[0.0]Analysis of Baidu search engine

时间:2023-10-06 16:14:14

Rencently, my two teammates and I is doing a project, a simplified Chinese search engine for children(in primary school). We call it "kidsearch".

Since our project will be based on Baidu search engine. I'd like to have a simple analysis of Baidu search engine.

First, Baidu is not for children to use totally. Baidu, as a commercial company, provides the public a free service of searching. It is natural that not all the contents shown on the search engine are what people need. Some of them are shown because of benefits and some other factors.Perhaps it doesn't have a great impact on adults who can distinguish the contents of good or bad. But the impact will be obvious when it comes to children. For example,we can search these keys on Baidu : "波"(notice its pictures),"交换群"(notice its results),"医院"(notice its advertisements). And these are some normal words. Don't mention the results of some even worse key words. These results of searching not just inappropriate, some of them even harmful. So, the situation has to be fixed, which is also the purpose of our project "kidsearch".

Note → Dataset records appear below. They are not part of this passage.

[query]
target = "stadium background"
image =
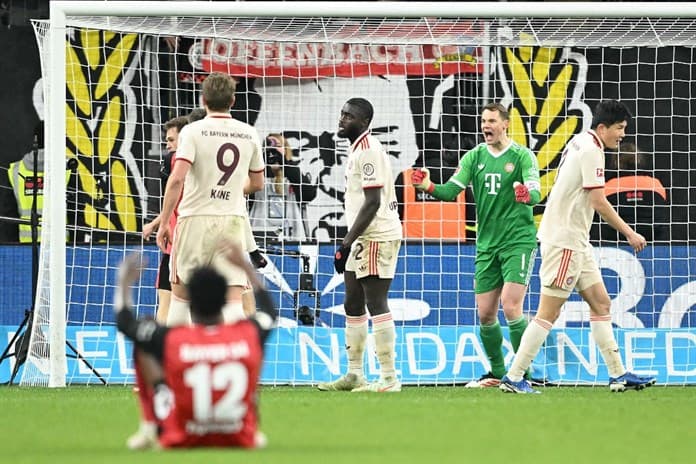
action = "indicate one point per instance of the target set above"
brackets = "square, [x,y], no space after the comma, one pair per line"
[610,73]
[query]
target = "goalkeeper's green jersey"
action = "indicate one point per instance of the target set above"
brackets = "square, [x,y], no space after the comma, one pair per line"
[501,221]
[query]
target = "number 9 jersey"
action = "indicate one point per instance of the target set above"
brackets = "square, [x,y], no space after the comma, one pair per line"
[222,151]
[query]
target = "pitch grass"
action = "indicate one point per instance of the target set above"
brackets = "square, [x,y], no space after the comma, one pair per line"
[419,425]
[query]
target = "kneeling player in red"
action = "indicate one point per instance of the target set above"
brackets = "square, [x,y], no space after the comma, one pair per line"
[198,383]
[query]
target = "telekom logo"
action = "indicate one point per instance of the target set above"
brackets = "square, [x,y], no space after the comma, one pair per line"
[492,182]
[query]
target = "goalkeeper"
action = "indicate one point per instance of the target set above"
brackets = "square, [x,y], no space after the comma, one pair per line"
[505,180]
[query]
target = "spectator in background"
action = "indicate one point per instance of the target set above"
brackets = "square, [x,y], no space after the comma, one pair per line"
[17,185]
[278,211]
[638,197]
[177,370]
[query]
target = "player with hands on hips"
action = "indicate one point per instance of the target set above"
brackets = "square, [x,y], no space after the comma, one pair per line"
[504,177]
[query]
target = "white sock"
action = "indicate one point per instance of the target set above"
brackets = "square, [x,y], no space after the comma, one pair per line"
[532,339]
[385,342]
[233,312]
[603,335]
[179,312]
[356,337]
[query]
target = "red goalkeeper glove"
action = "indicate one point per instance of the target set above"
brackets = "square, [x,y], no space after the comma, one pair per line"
[521,192]
[420,178]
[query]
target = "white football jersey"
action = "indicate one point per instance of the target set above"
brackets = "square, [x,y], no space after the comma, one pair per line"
[222,151]
[369,167]
[568,215]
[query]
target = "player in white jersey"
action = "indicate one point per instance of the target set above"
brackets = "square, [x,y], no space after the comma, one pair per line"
[369,251]
[218,162]
[567,259]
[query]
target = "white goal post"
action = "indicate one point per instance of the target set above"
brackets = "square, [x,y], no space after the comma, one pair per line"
[506,38]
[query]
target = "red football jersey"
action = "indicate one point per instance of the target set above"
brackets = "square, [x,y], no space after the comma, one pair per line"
[212,372]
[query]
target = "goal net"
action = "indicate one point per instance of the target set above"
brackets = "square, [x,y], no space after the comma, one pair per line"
[115,73]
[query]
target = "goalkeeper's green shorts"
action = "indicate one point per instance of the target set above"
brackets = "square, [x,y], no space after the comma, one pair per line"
[495,267]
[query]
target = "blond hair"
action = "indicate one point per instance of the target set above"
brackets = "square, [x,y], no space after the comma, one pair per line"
[218,91]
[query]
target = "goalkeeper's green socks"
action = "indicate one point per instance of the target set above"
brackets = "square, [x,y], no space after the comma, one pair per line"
[492,339]
[516,330]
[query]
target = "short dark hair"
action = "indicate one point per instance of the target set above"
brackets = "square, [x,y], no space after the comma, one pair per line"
[207,290]
[197,114]
[178,123]
[499,108]
[365,107]
[610,112]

Actually, seaching on the Internet for children is easier to that for adults. So the problem is also simplified. We can just use Baidu as a tool(not exagerated), rearrange the result, fix the inproper or useless entries, and add some contents suitable for children. The search engine will be really better for children after we do some fix on it.

So, what are the contents appropriate to children?

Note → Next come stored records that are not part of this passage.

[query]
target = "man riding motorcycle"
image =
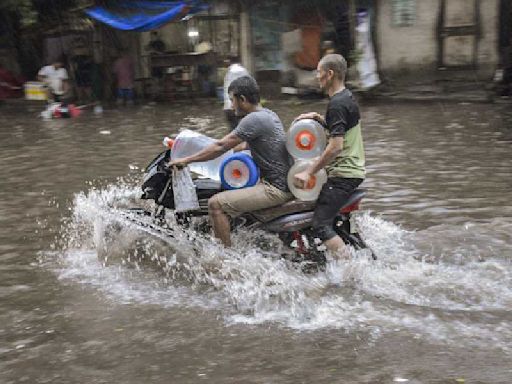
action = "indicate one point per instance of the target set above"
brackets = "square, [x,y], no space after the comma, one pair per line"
[262,132]
[343,158]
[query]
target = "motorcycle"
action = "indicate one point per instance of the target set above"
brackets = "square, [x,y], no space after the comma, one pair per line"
[291,222]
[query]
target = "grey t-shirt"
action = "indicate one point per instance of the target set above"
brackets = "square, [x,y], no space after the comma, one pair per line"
[264,133]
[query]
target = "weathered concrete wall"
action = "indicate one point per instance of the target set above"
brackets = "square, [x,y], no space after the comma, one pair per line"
[407,49]
[488,55]
[412,50]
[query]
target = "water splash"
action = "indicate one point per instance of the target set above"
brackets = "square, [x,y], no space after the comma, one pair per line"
[447,283]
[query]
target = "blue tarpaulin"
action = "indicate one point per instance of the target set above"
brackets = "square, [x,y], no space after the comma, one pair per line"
[140,15]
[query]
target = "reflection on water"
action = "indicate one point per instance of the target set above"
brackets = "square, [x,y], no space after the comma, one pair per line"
[85,286]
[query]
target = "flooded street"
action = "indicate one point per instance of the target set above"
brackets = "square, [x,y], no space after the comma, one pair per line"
[88,298]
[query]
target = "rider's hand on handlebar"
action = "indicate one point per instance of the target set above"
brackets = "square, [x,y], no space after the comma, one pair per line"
[177,163]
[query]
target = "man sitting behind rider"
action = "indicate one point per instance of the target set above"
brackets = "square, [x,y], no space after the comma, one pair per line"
[343,158]
[262,132]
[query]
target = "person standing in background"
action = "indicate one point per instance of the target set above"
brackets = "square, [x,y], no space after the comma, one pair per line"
[56,77]
[124,71]
[235,70]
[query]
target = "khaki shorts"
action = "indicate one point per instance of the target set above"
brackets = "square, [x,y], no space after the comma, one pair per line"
[261,196]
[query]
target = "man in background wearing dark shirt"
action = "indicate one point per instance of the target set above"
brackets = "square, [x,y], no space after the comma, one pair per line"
[343,158]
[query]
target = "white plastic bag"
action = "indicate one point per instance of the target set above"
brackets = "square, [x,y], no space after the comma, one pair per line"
[189,143]
[185,196]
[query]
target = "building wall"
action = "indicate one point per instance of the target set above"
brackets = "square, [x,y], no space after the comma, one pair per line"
[413,49]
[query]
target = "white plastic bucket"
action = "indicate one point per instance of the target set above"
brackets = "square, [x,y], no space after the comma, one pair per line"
[312,190]
[305,139]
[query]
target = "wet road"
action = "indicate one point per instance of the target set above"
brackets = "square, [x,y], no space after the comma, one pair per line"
[435,307]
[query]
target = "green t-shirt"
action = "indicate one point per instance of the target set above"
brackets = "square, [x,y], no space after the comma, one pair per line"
[343,119]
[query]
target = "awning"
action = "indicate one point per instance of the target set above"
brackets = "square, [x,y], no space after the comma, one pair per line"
[144,15]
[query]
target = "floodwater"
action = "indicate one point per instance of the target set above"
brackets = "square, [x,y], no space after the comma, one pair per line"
[87,297]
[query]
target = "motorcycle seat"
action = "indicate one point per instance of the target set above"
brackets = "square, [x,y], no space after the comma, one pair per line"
[298,206]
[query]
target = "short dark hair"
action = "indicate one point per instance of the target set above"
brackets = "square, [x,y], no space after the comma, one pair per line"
[336,63]
[245,86]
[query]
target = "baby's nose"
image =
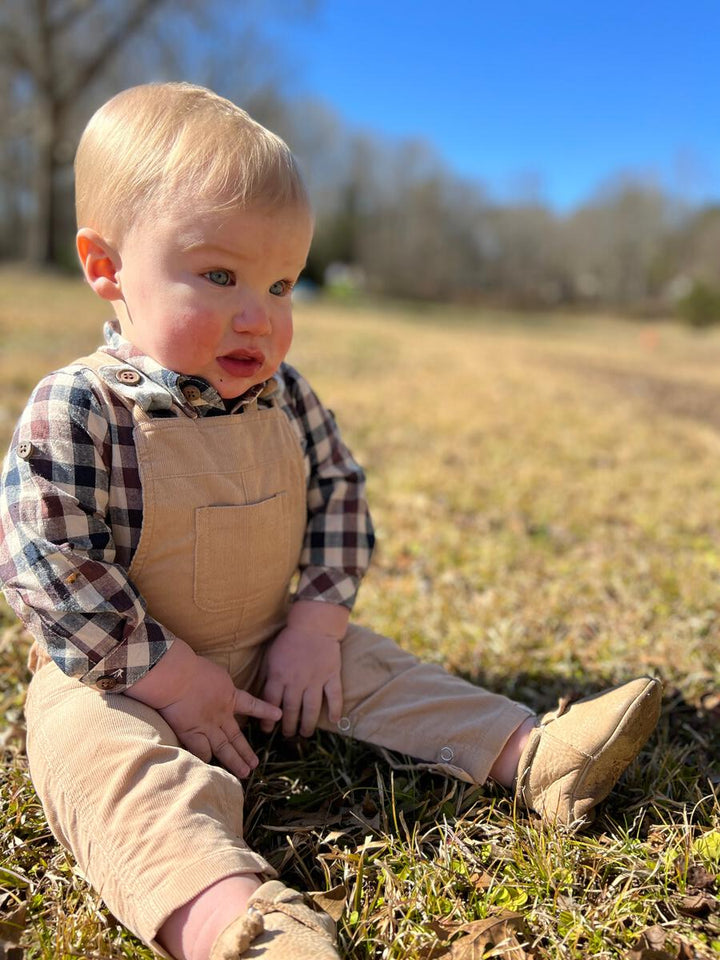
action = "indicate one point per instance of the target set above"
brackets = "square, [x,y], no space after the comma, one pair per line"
[251,317]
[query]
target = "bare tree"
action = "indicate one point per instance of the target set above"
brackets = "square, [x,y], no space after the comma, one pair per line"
[60,58]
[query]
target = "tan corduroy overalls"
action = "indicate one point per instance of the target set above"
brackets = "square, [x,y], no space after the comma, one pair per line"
[224,516]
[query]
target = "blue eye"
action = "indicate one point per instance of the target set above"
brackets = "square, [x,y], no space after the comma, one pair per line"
[223,278]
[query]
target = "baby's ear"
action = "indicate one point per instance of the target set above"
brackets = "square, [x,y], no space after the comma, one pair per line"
[100,263]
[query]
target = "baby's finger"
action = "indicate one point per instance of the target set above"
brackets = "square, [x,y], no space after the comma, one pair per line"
[291,713]
[333,694]
[312,703]
[234,752]
[273,693]
[249,706]
[197,744]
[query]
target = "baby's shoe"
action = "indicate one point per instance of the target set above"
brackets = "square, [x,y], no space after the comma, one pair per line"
[279,925]
[576,754]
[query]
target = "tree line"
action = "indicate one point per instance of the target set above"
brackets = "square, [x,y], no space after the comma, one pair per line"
[402,222]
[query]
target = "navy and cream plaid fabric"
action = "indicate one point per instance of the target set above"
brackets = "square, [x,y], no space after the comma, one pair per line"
[71,511]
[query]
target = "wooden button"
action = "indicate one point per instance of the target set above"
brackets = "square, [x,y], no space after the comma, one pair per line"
[191,393]
[25,450]
[128,377]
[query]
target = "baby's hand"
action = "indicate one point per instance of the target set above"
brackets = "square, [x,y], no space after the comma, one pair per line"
[200,702]
[303,666]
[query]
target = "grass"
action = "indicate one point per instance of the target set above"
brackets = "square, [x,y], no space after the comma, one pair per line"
[546,497]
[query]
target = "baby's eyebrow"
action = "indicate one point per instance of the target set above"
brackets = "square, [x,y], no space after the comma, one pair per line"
[190,244]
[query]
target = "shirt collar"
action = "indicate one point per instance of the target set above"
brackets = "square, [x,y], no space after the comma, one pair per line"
[189,391]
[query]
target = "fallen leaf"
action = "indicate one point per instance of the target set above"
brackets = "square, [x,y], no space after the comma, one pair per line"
[700,878]
[696,905]
[708,845]
[648,953]
[10,951]
[482,880]
[12,925]
[653,937]
[505,935]
[331,901]
[651,946]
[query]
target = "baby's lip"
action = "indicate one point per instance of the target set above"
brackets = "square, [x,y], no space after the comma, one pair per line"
[257,355]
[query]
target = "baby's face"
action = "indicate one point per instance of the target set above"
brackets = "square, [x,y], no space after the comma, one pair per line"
[209,294]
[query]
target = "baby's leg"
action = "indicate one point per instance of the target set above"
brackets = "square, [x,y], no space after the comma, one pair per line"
[150,825]
[563,765]
[394,700]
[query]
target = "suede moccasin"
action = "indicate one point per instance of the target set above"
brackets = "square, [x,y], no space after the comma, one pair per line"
[279,925]
[576,754]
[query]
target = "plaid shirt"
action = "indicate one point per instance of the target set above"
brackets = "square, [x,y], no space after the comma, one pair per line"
[71,510]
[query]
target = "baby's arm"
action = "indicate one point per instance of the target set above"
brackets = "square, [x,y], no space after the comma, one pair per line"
[65,575]
[199,701]
[303,662]
[303,666]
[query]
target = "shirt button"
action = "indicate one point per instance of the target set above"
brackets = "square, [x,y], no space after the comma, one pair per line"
[25,450]
[128,376]
[191,393]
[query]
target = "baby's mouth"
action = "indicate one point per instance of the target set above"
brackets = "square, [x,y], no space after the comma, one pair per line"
[242,363]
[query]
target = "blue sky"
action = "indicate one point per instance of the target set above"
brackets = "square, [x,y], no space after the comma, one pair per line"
[554,97]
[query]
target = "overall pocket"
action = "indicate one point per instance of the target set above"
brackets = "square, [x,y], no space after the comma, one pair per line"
[242,554]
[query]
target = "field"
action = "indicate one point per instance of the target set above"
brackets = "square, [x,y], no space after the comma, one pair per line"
[546,495]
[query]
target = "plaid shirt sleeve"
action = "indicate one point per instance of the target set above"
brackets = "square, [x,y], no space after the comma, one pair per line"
[339,538]
[59,564]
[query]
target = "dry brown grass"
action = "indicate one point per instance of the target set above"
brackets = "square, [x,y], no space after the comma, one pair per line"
[546,496]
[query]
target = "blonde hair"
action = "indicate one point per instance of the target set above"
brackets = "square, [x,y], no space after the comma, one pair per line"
[163,144]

Based on the thoughts above, I concluded the requirements of children, which are what children may need.(Perhaps it doesn't cover all at present and we will perfect it in the future)

1.Notion -- encyclopedia

2.Material -- picture, music, video

3.Entertainment -- game

4.Study -- homework, knowledge

Moreover, there are some kinds of content that children don't need:

1.advertisement

2.adult(mature) content

3.sexual or homosexual content

4.sidebar(ad. or adult content or useless for children mostly)

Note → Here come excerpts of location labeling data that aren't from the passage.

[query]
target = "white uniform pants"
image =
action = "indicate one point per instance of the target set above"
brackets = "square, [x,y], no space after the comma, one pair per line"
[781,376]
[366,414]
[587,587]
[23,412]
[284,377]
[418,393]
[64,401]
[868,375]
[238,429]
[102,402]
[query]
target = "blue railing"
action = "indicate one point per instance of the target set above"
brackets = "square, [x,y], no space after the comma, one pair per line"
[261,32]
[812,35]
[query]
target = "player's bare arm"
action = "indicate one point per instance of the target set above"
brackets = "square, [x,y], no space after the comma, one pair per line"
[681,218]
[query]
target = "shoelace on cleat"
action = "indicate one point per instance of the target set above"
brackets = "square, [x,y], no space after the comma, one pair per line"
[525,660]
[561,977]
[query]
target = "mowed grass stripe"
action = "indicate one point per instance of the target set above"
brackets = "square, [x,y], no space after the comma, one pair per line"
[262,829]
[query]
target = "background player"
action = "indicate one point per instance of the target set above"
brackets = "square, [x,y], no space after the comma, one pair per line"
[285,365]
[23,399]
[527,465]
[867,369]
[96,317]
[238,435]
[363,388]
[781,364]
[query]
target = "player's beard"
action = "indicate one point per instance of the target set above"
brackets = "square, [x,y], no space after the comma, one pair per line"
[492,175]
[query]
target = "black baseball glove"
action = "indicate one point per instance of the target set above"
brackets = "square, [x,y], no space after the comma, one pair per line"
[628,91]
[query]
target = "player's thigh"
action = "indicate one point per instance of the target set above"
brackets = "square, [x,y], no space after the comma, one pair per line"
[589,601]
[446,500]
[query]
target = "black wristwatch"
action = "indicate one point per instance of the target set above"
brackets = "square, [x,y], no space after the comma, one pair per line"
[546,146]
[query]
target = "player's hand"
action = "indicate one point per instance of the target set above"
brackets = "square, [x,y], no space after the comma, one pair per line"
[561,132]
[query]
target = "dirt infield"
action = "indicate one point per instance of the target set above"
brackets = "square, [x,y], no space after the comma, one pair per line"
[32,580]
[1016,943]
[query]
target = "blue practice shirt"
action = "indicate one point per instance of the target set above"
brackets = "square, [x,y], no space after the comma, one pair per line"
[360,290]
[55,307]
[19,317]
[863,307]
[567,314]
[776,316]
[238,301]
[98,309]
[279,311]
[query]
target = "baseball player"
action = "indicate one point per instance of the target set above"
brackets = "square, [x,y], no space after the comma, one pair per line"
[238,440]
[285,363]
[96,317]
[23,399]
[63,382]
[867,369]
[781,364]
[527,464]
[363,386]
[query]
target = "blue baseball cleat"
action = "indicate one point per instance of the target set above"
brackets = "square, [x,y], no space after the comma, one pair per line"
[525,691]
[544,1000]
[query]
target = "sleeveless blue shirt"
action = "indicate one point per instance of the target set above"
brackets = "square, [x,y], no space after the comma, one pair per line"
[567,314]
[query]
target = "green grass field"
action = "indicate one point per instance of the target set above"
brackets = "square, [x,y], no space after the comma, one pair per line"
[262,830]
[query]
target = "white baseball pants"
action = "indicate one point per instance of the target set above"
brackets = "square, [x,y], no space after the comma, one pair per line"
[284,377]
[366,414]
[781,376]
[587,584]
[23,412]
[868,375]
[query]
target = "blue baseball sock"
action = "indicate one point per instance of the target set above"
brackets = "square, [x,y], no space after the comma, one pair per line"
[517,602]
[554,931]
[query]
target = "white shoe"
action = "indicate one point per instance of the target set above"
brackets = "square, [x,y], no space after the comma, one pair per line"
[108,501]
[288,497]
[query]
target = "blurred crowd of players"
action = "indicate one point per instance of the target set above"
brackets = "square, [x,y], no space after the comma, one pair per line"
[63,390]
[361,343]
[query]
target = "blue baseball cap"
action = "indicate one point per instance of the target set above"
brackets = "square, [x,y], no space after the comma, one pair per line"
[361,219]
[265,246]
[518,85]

Now that we have known what children need, what we should do next is to tackle them one by one.

What the technology we will use?

After tried many approaches, such as PHP, Java, Python, etc. I decided to use Python to do this job because it's really convenient to do the crawl job. Although it is a bit more difficult to make webpages than PHP, it doesn't matter too much.

Besides, there are huge amount of extended library to use with Python, such as requests, flask, django, jieba, etc. I have tried all of them preliminarily.

More details will be illustrated later. And our aim is to create a search engine which children can use and like to use.